Bon Iver fans were forewarned.

Upon entering the Liacouras Center on Thursday for a bill topped by Justin Vernon’s electronic folk band, with Canadian songwriter Leslie Feist opening, attendees were given a heads up with notices pasted to the walls of the Temple University arena.

“PLEASE BE ADVISED,” the signage read. “Excessive strobe lighting will be used during the Bon Iver show.”

Those kind of warnings are common at pop and EDM concerts. They’re meant to alert ticket holders with epilepsy. In a study published this June, Dutch researchers found that flashing strobes can triple the risk of a seizure.

But the signage was notable because it signaled that Vernon, who came to prominence in 2007 with For Emma, Forever Ago as an indie folkie who made handcrafted music in a lonely cabin in the woods, was getting fancy. His aim was to put on an eye-popping show that filled up an oversized room.

So, did Vernon — who’s touring behind his impressive new i,i album — succeed in creating an immersive, truly transporting experience? Was the career-spanning show with a superb band that included longtime member Sean Carey and new addition Jenn Wasner (of Wye Oak) a fully successful holistic creation? Did it, as Feist predicted during her spirited opening set, lift up the audience “like a flock of pastel geese flying off into your future”?

Not really. And what kept it from achieving sustained liftoff wasn’t that Bon Iver, as haters would have it, is merely a snoozy, self-indulgent maker of Auto-Tuned easy listening music, sounding like “a warped Christopher Cross record,” as one wag put it on my Facebook feed.

Those who dismiss Vernon as inconsequential are selling him short. Sure, he’s precious and pretentious. The lower-cased font-fiddling song titles like “iMi,” “715-Creeks” and “Sh’Diah” — the latter an acronym for a “[really bad] day in American history” — are particularly annoying.

But at his best Vernon makes music that swells and snaps and crackles with real beauty. On Thursday, songs like i,i’s “Faith” and “U (Man Like),” and For Emma’s "Lump Sum” all fit that bill. Vernon stood center stage, wearing headband and headphones, switching between acoustic and electric guitar and keyboards, and alternately singing in an unfiltered falsetto and digitally altered lower register.

He earnestly thanked people for coming and humbly praised Feist and her musicians as so good “that they make you feel like you suck.” And his practiced speech on creating safe spaces in support of advocacy group Women’s Way was heartfelt and moving.
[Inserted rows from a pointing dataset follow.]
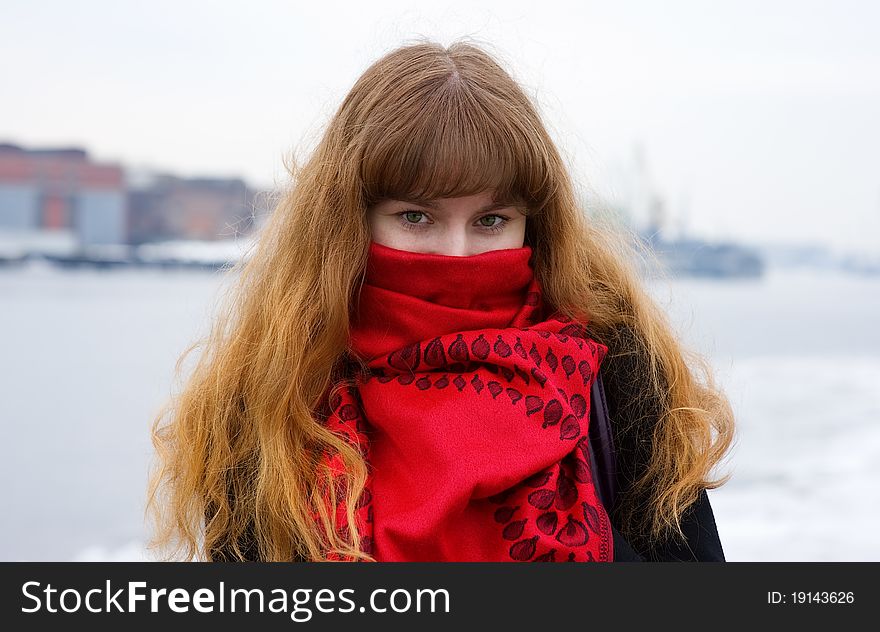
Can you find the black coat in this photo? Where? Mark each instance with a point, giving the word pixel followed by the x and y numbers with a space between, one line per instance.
pixel 632 419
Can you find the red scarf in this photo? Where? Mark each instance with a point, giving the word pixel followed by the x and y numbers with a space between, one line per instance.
pixel 474 416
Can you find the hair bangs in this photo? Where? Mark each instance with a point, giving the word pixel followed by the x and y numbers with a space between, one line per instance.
pixel 452 145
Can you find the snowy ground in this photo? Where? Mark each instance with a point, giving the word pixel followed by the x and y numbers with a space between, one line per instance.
pixel 88 359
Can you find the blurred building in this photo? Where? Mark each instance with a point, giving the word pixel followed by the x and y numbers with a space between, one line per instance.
pixel 164 207
pixel 61 190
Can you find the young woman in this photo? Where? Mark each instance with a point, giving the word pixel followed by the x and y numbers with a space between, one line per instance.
pixel 404 371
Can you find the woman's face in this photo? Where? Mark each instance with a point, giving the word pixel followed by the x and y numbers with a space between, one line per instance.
pixel 457 227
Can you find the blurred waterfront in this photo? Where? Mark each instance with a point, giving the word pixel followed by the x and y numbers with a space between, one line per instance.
pixel 89 356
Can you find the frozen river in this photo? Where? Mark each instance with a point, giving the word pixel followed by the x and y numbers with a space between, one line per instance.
pixel 88 357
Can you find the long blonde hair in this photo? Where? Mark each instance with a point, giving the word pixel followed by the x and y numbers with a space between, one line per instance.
pixel 239 468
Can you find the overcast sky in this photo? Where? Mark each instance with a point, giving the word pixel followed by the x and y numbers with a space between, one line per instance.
pixel 757 120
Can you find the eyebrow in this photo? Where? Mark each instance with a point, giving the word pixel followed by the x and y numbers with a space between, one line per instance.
pixel 429 204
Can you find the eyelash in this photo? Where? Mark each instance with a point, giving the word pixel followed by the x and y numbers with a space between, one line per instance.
pixel 420 226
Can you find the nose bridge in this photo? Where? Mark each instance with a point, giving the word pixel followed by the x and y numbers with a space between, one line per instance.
pixel 456 240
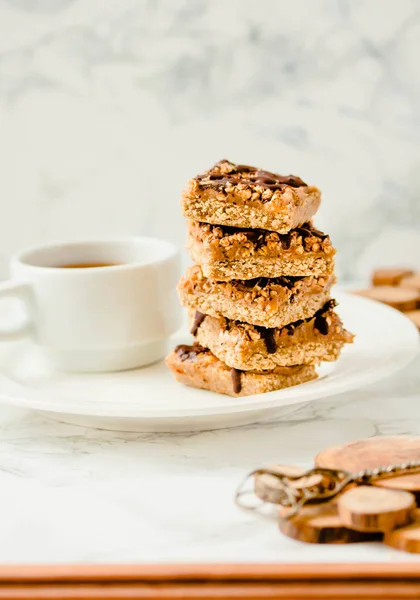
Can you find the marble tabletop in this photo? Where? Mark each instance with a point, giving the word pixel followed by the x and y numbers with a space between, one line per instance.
pixel 71 494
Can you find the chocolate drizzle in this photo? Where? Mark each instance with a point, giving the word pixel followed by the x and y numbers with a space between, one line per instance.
pixel 262 282
pixel 198 319
pixel 232 174
pixel 235 375
pixel 320 323
pixel 260 237
pixel 267 335
pixel 186 352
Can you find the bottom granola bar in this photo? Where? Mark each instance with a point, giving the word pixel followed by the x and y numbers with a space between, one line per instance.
pixel 197 367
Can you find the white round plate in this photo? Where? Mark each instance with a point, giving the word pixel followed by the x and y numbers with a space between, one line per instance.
pixel 149 399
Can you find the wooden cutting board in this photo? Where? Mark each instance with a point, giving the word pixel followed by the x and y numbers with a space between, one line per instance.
pixel 375 452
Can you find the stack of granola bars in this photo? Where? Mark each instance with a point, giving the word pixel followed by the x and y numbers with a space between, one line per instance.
pixel 259 292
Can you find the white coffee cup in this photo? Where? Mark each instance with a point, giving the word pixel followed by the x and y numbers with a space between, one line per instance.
pixel 104 318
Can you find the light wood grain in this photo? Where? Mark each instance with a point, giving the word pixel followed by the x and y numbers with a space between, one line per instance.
pixel 371 453
pixel 320 524
pixel 406 538
pixel 368 508
pixel 222 581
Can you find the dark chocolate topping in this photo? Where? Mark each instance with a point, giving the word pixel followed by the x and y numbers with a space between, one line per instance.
pixel 259 236
pixel 186 352
pixel 233 174
pixel 198 319
pixel 236 380
pixel 320 323
pixel 267 335
pixel 262 282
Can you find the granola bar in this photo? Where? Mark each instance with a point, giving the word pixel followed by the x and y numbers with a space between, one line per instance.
pixel 226 253
pixel 244 196
pixel 197 367
pixel 265 302
pixel 249 347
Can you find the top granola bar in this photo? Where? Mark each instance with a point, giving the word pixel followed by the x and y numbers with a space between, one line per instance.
pixel 248 197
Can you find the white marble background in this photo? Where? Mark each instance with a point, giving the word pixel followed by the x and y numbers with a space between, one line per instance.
pixel 108 106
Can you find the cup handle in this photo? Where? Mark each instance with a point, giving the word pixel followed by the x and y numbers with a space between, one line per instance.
pixel 16 289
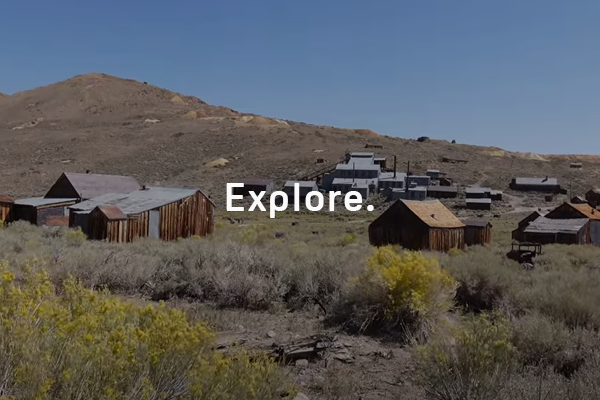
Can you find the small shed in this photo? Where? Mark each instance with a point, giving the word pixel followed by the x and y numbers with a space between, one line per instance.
pixel 442 192
pixel 37 210
pixel 478 232
pixel 478 204
pixel 543 185
pixel 496 195
pixel 255 185
pixel 593 197
pixel 476 192
pixel 418 225
pixel 87 186
pixel 166 213
pixel 579 200
pixel 6 205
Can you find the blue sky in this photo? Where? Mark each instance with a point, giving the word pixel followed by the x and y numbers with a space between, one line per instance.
pixel 519 74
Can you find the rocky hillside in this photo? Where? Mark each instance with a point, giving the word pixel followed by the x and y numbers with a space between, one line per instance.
pixel 113 125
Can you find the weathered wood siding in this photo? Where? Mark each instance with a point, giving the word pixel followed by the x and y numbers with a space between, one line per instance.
pixel 5 211
pixel 478 235
pixel 191 216
pixel 443 240
pixel 399 226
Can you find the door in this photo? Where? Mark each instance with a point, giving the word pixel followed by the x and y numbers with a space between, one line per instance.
pixel 154 224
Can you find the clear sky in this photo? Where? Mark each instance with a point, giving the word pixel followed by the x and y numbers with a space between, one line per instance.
pixel 519 74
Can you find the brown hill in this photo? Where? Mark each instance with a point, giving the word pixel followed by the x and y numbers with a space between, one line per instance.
pixel 120 126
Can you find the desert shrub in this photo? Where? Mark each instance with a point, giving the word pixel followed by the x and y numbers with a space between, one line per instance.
pixel 474 363
pixel 401 292
pixel 85 344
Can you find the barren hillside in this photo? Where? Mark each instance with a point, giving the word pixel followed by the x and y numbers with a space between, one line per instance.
pixel 113 125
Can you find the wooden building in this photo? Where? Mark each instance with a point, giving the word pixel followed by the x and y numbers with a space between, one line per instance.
pixel 87 186
pixel 517 234
pixel 158 212
pixel 478 204
pixel 593 197
pixel 255 185
pixel 543 185
pixel 442 192
pixel 41 211
pixel 566 224
pixel 478 233
pixel 418 225
pixel 6 206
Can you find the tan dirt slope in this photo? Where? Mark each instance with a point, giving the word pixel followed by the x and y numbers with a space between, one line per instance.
pixel 112 125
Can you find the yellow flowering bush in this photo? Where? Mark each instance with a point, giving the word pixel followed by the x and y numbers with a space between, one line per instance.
pixel 83 344
pixel 399 290
pixel 471 363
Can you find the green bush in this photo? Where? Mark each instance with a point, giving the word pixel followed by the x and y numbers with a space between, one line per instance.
pixel 85 344
pixel 474 363
pixel 401 292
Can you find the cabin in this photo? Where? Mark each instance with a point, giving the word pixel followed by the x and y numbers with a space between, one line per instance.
pixel 478 233
pixel 41 211
pixel 255 185
pixel 517 234
pixel 542 185
pixel 165 213
pixel 418 225
pixel 86 186
pixel 442 192
pixel 478 204
pixel 6 206
pixel 476 192
pixel 593 197
pixel 566 224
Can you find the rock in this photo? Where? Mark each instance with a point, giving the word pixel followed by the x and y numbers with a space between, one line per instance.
pixel 302 363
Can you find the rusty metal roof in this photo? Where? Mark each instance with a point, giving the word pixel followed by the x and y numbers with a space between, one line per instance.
pixel 92 185
pixel 547 225
pixel 433 213
pixel 138 201
pixel 4 198
pixel 255 181
pixel 586 210
pixel 41 201
pixel 112 213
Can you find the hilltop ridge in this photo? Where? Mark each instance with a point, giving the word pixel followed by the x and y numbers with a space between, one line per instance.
pixel 122 126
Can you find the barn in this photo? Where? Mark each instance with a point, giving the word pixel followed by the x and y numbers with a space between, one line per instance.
pixel 87 186
pixel 418 225
pixel 442 192
pixel 165 213
pixel 478 204
pixel 6 205
pixel 477 232
pixel 41 211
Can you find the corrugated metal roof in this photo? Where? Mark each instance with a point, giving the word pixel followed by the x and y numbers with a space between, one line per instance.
pixel 445 189
pixel 137 202
pixel 547 225
pixel 255 181
pixel 41 201
pixel 483 201
pixel 301 183
pixel 92 185
pixel 479 224
pixel 433 213
pixel 586 210
pixel 536 181
pixel 477 189
pixel 112 213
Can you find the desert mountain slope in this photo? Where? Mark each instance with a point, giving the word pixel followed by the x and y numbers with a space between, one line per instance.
pixel 112 125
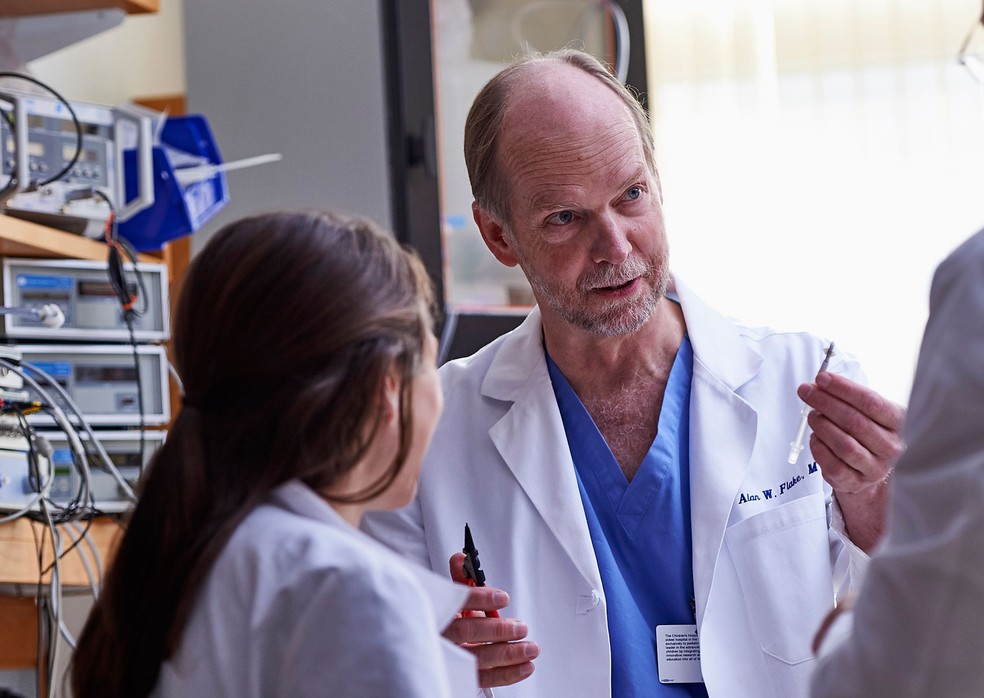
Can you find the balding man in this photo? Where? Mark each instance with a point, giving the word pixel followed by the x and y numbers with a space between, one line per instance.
pixel 621 457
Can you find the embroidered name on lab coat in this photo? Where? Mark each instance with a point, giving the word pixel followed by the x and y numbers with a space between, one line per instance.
pixel 780 488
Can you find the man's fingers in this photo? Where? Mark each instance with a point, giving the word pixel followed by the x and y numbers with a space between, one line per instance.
pixel 866 401
pixel 478 630
pixel 504 676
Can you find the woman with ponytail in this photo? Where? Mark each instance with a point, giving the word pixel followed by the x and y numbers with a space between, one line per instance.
pixel 305 346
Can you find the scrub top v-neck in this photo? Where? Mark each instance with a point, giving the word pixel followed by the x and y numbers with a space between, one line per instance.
pixel 640 530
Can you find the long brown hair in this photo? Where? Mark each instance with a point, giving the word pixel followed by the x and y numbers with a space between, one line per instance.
pixel 287 326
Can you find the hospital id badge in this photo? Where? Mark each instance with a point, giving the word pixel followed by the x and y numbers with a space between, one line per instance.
pixel 678 654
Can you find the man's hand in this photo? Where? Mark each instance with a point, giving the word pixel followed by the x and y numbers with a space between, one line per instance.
pixel 857 437
pixel 495 642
The show’s problems didn’t have to do with the musical execution, which was precise, though lacked momentum. The trouble was with the setting, and how the presentation had been oversold.

The concert was initially scheduled for the twice-as-big Wells Fargo Center. Add Bon Iver to the list of acts — along with Arcade Fire, Lana Del Rey, and Lorde in recent years — who have attempted full-scale arena tours, only to play to empty seats.

The 10,000-capacity Liacouras is just up the street from where he did two shows at the Met Philadelphia back in March. It seems that those shows satisfied Philly Bon Iver fans. Even in the smaller room on Thursday, the building was half-full, at best. The upper decks were nearly empty.

The staging did look cool, with each musician bordered by triangles of neon, and LED rectangles over head, dazzling as they floated downward on the magisterial “Holocene,” from 2011’s Bon Iver.

But the light show was hardly mind-blowing, and the strobes not all that intense. I didn’t have to duck and cover behind the seat in front of me after all.

And while the presentation was meant to fill up the space and draw the crowd in, it didn’t quite work that way. The neon surrounding each player caged the musicians off from one another in a setting that already felt static, and the visuals emphasized the music’s digital chilliness, rather than its acoustic beating heart. All in all, it was — like Bon Iver’s music — a little bit sad.